Con l’approssimarsi delle elezioni si infittisce il numero dei “comunicati” delle forze (si fa per dire) politiche e di soggetti che si svegliano dal letargo annusando aria di seggi più o meno prestigiosi, poltrone e sgabelli, da conquistare.
Orbene poiché la maggioranza di questi soggetti è piuttosto ignara dell’arte del comunicare, gli epocali pronunciamenti, che spesso per noia e pigrizia pubblichiamo senza averli filtrati con l’attenzione dovuta (cinicamente pensando: tanto li firmano loro e a leggerli – statistiche alla mano – sono quattro gatti) risultano, oltre che delle usuali favate concettuali, ben farciti di orrori ortografici (“ad OK” in luogo di “ad hoc”, “guasi”, “propio”, “bibblioteca”, “in sieme” solo per citare – tacendo i peccatori – gli ultimi).
Mi sono ritrovato a pensare che il tempo trascorso era tale che il giovane cronista delle “dondole in Venezia infestata” avrebbe potuto tranquillamente essere tra gli autori delle perle comunicative odierne.
E qui ci giunge in soccorso la saggezza degli anziani, in particolare quella di un nostro antico conoscente che usava ripetere: “Se pensi che uno sia tonto, per riprova, pensa a com’era da piccino”
E’ vero, perché uno da adulto, pur essendo tonto, come avrebbe detto il nostro primo eroe, “si immaschera”, può darla a bere, può fare perfino i soldi, e approfittando della poca voglia generale di impegnarsi, può darsi alla politica, essere eletto a pubbliche cariche, iscriversi a prestigiosi sodalizi e darsi importanza, impressionare il prossimo.

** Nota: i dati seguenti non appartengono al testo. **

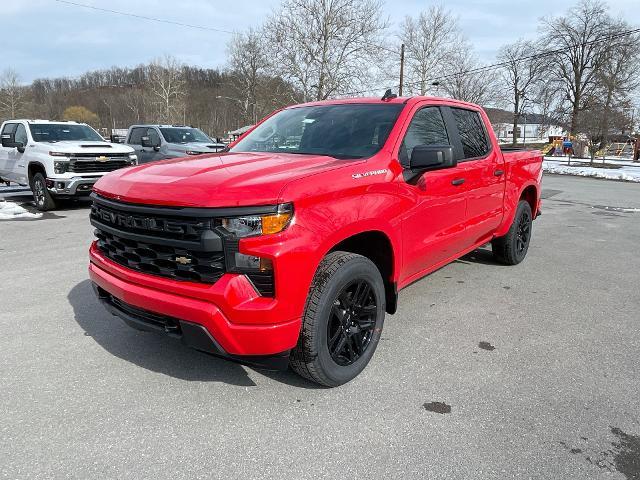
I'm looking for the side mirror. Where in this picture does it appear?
[409,145,458,172]
[2,133,25,153]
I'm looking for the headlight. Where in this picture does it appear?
[222,203,293,238]
[53,160,69,174]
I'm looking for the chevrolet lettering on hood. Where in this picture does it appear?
[351,168,387,180]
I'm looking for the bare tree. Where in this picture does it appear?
[437,42,500,106]
[0,68,26,118]
[399,5,461,95]
[148,55,186,123]
[530,75,565,140]
[543,0,611,134]
[264,0,388,100]
[590,21,640,148]
[227,29,269,123]
[498,40,543,145]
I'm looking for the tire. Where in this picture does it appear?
[289,252,385,387]
[31,172,56,212]
[491,200,533,265]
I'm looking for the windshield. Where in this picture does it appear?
[160,127,211,143]
[29,123,104,142]
[230,103,404,158]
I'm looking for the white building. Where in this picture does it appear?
[493,123,566,143]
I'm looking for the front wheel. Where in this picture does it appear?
[491,200,533,265]
[290,252,385,387]
[31,173,56,212]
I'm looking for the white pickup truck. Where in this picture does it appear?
[0,120,138,211]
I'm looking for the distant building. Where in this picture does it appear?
[492,123,566,143]
[227,125,253,141]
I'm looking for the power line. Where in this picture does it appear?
[348,28,640,96]
[54,0,235,35]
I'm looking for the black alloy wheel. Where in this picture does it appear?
[516,210,531,256]
[327,279,378,366]
[289,251,386,387]
[33,177,47,208]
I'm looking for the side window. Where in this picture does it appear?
[147,128,162,145]
[16,123,28,145]
[129,128,146,145]
[451,108,491,159]
[2,123,18,134]
[399,107,449,167]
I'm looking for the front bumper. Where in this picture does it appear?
[46,177,100,196]
[89,244,301,363]
[93,283,290,370]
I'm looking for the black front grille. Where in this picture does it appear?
[95,229,225,283]
[109,290,181,335]
[90,193,275,297]
[69,158,131,173]
[247,272,275,297]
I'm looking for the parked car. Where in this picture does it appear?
[0,120,137,211]
[89,96,542,386]
[125,125,226,163]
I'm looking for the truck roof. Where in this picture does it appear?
[129,123,196,128]
[6,118,86,125]
[290,95,480,109]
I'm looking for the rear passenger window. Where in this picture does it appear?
[399,107,449,167]
[2,123,18,134]
[129,128,147,145]
[147,128,160,145]
[451,108,491,159]
[15,123,28,145]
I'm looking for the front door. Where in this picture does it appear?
[0,123,28,185]
[398,106,466,283]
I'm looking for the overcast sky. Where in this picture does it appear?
[5,0,640,82]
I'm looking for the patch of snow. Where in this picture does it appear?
[0,200,42,220]
[542,157,640,183]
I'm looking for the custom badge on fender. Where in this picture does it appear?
[351,168,387,179]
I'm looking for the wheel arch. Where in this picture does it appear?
[327,230,398,314]
[27,162,47,186]
[518,184,538,218]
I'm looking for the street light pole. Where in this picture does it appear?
[398,43,404,97]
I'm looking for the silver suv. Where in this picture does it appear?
[125,125,226,163]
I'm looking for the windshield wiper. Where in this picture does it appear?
[279,151,362,160]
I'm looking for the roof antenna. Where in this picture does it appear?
[382,88,398,102]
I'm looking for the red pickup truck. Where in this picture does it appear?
[89,96,542,386]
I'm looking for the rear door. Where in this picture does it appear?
[0,123,28,185]
[450,107,505,244]
[398,101,466,282]
[127,127,147,163]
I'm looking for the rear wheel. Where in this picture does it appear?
[31,172,56,212]
[290,252,385,387]
[491,200,533,265]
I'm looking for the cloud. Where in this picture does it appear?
[2,0,640,81]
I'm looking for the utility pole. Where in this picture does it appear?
[398,43,404,97]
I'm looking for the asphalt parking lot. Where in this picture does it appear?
[0,176,640,479]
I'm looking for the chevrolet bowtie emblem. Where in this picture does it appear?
[176,257,191,265]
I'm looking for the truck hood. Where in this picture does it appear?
[36,140,134,155]
[169,142,225,153]
[94,153,353,207]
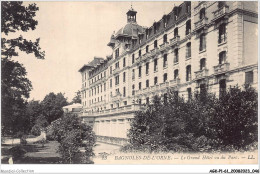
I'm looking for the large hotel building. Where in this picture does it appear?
[79,1,258,144]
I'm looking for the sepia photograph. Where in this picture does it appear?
[1,1,259,173]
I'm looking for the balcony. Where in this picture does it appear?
[170,36,180,47]
[151,48,160,56]
[160,42,169,52]
[113,68,120,74]
[195,17,208,30]
[79,104,143,117]
[195,68,208,80]
[214,62,229,74]
[170,78,181,86]
[212,5,229,21]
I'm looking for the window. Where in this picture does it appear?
[163,93,168,104]
[154,77,158,85]
[200,33,206,51]
[115,48,119,58]
[200,58,206,70]
[145,45,149,53]
[132,85,135,95]
[200,83,207,96]
[218,24,227,44]
[200,8,206,19]
[146,97,149,105]
[132,69,135,80]
[139,82,142,90]
[218,1,226,8]
[187,88,191,100]
[115,75,119,85]
[123,57,125,67]
[153,40,157,48]
[132,54,135,64]
[145,62,149,75]
[245,71,254,84]
[163,73,167,82]
[219,79,226,97]
[219,51,226,65]
[174,27,179,38]
[154,59,158,71]
[123,87,126,97]
[186,42,191,58]
[186,65,191,82]
[123,72,126,82]
[163,54,168,68]
[138,66,142,77]
[163,34,167,43]
[146,80,149,88]
[174,69,179,80]
[185,20,191,35]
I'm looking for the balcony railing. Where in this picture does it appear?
[151,48,159,56]
[195,17,208,30]
[170,36,180,46]
[195,69,208,79]
[160,42,169,51]
[170,78,181,86]
[79,104,142,117]
[113,68,120,74]
[212,5,229,20]
[214,62,229,73]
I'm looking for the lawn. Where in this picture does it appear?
[1,141,61,164]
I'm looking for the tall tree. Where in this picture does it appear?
[1,1,45,134]
[1,1,45,59]
[41,92,68,123]
[71,90,81,104]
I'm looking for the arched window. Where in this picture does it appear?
[186,42,191,58]
[145,45,149,53]
[163,73,167,82]
[174,69,179,80]
[218,23,227,44]
[153,40,157,48]
[186,65,191,82]
[200,8,206,19]
[174,27,179,37]
[200,58,206,70]
[163,34,167,43]
[219,51,227,65]
[199,33,206,51]
[185,20,191,35]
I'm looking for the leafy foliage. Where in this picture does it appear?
[53,114,96,164]
[126,87,258,152]
[1,1,45,59]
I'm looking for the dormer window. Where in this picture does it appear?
[163,34,167,43]
[200,8,206,19]
[174,27,179,37]
[153,40,157,48]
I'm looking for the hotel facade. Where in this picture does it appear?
[79,1,258,145]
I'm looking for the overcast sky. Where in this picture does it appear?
[12,1,181,101]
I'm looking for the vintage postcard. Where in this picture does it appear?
[1,1,259,173]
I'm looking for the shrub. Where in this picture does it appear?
[53,114,96,164]
[125,87,258,152]
[9,145,26,158]
[31,124,42,136]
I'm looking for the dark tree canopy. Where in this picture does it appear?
[71,91,81,103]
[1,59,32,134]
[1,1,45,59]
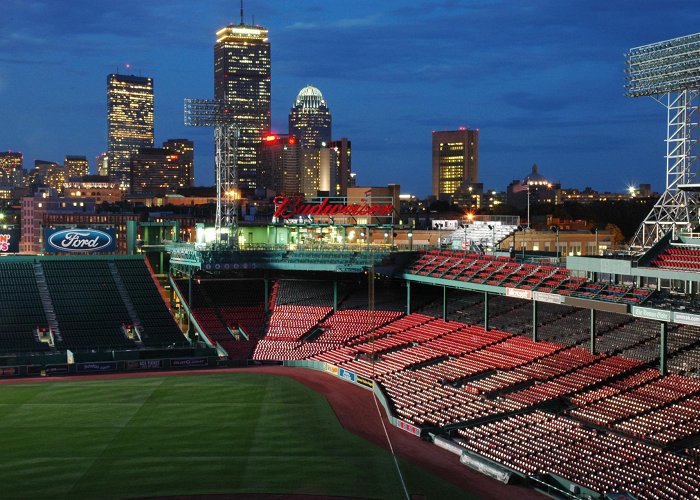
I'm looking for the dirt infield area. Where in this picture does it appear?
[0,366,545,500]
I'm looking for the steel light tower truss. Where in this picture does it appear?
[625,33,700,251]
[185,99,240,247]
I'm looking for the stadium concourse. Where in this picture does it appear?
[174,240,700,498]
[6,241,700,498]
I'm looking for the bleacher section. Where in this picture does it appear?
[114,260,185,347]
[0,258,186,354]
[406,250,652,304]
[650,246,700,272]
[0,262,49,353]
[42,260,138,350]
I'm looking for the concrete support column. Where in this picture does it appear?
[590,309,598,354]
[406,281,411,314]
[442,285,447,321]
[532,300,537,342]
[263,278,270,312]
[659,321,668,375]
[333,280,338,312]
[484,292,489,331]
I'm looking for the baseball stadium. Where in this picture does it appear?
[0,35,700,499]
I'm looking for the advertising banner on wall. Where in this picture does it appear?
[46,228,116,254]
[0,229,19,253]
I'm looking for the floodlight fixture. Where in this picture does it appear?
[625,33,700,251]
[625,33,700,97]
[185,99,240,246]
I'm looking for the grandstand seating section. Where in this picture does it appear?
[0,261,49,353]
[406,250,652,304]
[0,259,186,353]
[114,260,184,347]
[5,250,700,498]
[41,260,138,350]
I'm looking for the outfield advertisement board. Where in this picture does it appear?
[75,361,117,373]
[532,292,564,304]
[125,359,163,370]
[355,375,374,389]
[632,306,671,321]
[170,358,209,368]
[338,368,356,383]
[506,288,532,300]
[396,418,420,436]
[44,365,68,375]
[46,228,117,254]
[0,366,19,377]
[323,363,338,377]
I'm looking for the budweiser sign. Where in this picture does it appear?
[273,196,394,219]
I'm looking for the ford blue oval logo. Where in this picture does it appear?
[46,229,114,253]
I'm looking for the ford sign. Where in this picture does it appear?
[46,229,115,253]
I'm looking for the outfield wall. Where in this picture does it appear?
[284,360,427,438]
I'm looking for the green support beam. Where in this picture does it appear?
[333,280,338,312]
[590,309,598,354]
[659,321,668,375]
[532,300,537,342]
[484,292,489,331]
[406,281,411,314]
[263,278,270,312]
[442,285,447,321]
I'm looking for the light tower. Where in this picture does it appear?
[185,99,240,248]
[625,33,700,251]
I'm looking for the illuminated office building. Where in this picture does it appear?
[63,155,89,179]
[289,85,332,196]
[261,134,300,196]
[163,139,194,187]
[24,160,68,194]
[0,151,23,187]
[289,85,331,149]
[214,21,270,191]
[107,74,153,190]
[131,148,189,194]
[432,128,479,200]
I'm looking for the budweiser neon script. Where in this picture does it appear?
[273,196,394,219]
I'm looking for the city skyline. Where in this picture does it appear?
[0,0,700,196]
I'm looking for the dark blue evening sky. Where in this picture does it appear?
[0,0,700,196]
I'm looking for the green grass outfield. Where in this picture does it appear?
[0,373,474,499]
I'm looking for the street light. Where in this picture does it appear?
[591,227,600,255]
[549,226,559,264]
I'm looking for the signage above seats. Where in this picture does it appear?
[272,196,394,221]
[0,229,19,253]
[46,229,116,253]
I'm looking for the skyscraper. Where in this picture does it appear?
[214,21,270,191]
[261,134,299,196]
[330,137,352,196]
[107,74,153,189]
[0,151,23,186]
[289,85,331,149]
[163,139,194,187]
[289,85,331,196]
[433,128,479,199]
[63,155,89,179]
[131,148,190,194]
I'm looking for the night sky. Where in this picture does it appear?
[0,0,700,196]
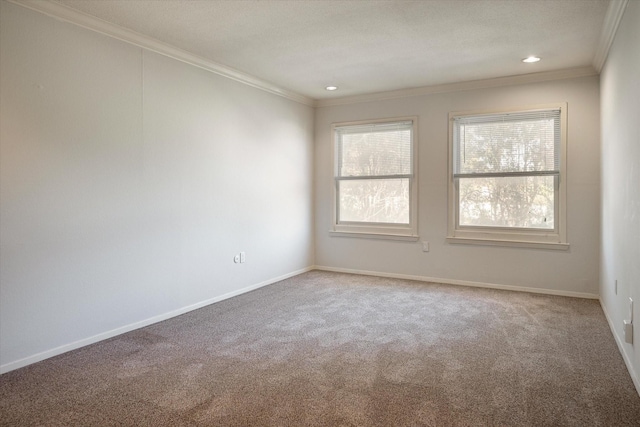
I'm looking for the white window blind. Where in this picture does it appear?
[336,122,413,179]
[453,109,561,178]
[334,121,415,226]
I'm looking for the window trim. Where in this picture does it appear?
[329,116,418,241]
[446,102,570,250]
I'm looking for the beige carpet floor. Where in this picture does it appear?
[0,271,640,426]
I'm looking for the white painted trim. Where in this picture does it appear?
[593,0,629,72]
[315,66,598,107]
[600,300,640,396]
[446,237,571,251]
[314,265,600,299]
[7,0,314,106]
[0,267,314,374]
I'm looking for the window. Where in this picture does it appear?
[331,117,418,240]
[448,104,568,249]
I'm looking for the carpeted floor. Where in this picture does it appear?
[0,271,640,426]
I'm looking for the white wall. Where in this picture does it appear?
[600,1,640,392]
[315,76,600,295]
[0,2,313,371]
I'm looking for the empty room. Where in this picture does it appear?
[0,0,640,426]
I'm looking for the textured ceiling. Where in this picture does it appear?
[59,0,609,99]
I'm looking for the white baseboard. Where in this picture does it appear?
[600,300,640,396]
[0,267,313,374]
[314,265,600,299]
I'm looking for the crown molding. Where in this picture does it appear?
[315,66,598,107]
[7,0,314,106]
[593,0,629,72]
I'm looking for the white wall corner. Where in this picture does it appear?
[7,0,315,106]
[593,0,629,72]
[600,300,640,396]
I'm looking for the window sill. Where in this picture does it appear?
[447,237,570,251]
[329,230,420,242]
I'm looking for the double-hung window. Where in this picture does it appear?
[448,104,568,249]
[331,117,418,240]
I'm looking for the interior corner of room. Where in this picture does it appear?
[0,0,640,418]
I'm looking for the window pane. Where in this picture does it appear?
[338,179,409,224]
[338,129,411,176]
[457,118,559,174]
[459,176,555,230]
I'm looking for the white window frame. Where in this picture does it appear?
[447,102,569,250]
[329,116,418,241]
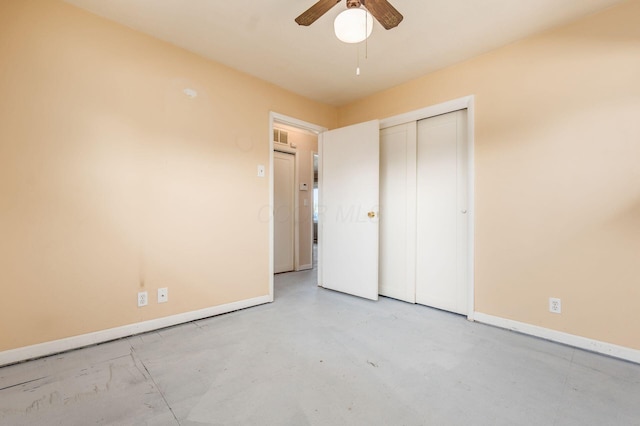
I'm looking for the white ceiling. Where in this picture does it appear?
[65,0,624,106]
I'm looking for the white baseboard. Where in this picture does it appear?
[474,312,640,364]
[0,295,271,367]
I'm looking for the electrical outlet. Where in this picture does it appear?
[138,291,149,308]
[549,297,562,314]
[158,287,169,303]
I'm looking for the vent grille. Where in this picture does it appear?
[273,129,289,145]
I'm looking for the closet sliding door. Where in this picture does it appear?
[379,110,470,314]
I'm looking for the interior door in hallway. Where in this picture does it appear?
[273,151,295,273]
[380,121,417,303]
[318,120,380,300]
[416,110,469,314]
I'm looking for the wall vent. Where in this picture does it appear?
[273,129,289,145]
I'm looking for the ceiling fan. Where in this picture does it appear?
[296,0,403,30]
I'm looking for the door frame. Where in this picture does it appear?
[269,111,328,302]
[380,95,475,321]
[271,150,300,273]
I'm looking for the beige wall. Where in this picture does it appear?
[276,124,318,270]
[339,0,640,349]
[0,0,337,351]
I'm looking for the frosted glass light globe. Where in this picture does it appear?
[333,8,373,43]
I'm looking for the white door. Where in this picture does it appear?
[273,151,295,274]
[318,120,380,300]
[416,111,469,314]
[380,121,417,303]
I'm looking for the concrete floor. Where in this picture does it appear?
[0,271,640,426]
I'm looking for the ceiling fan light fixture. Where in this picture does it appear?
[333,8,373,43]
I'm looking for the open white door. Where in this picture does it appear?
[318,120,380,300]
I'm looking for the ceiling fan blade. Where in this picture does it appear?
[361,0,404,30]
[296,0,340,26]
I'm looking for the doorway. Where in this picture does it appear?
[273,151,296,274]
[269,112,326,301]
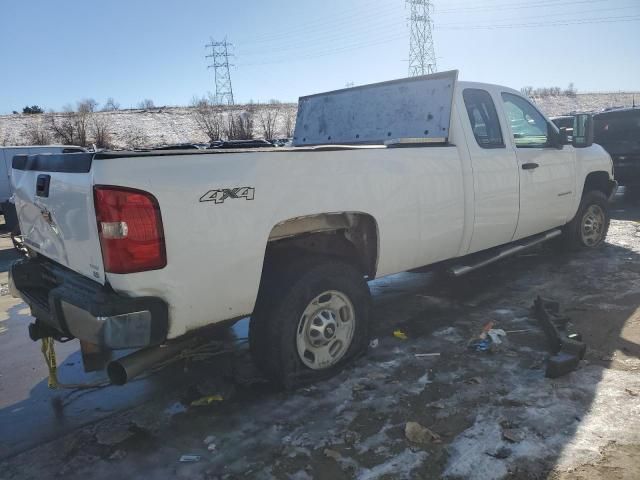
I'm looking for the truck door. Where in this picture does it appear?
[459,88,519,253]
[502,92,576,240]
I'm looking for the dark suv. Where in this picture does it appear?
[593,108,640,187]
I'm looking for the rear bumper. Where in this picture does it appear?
[9,258,169,350]
[613,156,640,185]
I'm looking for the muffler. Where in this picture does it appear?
[107,337,203,385]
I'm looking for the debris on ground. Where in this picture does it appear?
[469,338,491,352]
[109,450,127,460]
[179,453,202,463]
[404,422,441,444]
[96,424,135,447]
[533,296,587,378]
[485,447,512,460]
[393,330,409,340]
[502,428,522,443]
[487,328,507,345]
[191,395,224,407]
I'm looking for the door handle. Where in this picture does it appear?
[522,162,540,170]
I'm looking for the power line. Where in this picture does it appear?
[205,39,233,105]
[406,0,438,77]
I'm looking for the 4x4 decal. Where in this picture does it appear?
[200,187,256,204]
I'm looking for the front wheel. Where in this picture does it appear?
[562,191,610,249]
[249,258,371,388]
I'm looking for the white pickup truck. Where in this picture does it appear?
[10,72,617,386]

Da bimbo no, se uno è tonto la spietata e perspicace comunità dei bimbi lo avverte, va al sodo e lo dichiara tonto.
E poiché un altro adagio locale recita: “I tonti ‘un hanno partito”, restando perfettamente “super partes”, invitiamo i nostri concittadini – se li hanno conosciuti da coetanei – nella valutazione di coloro ai quali si intenda affidare la guida del territorio, a ripensare a come erano da piccini.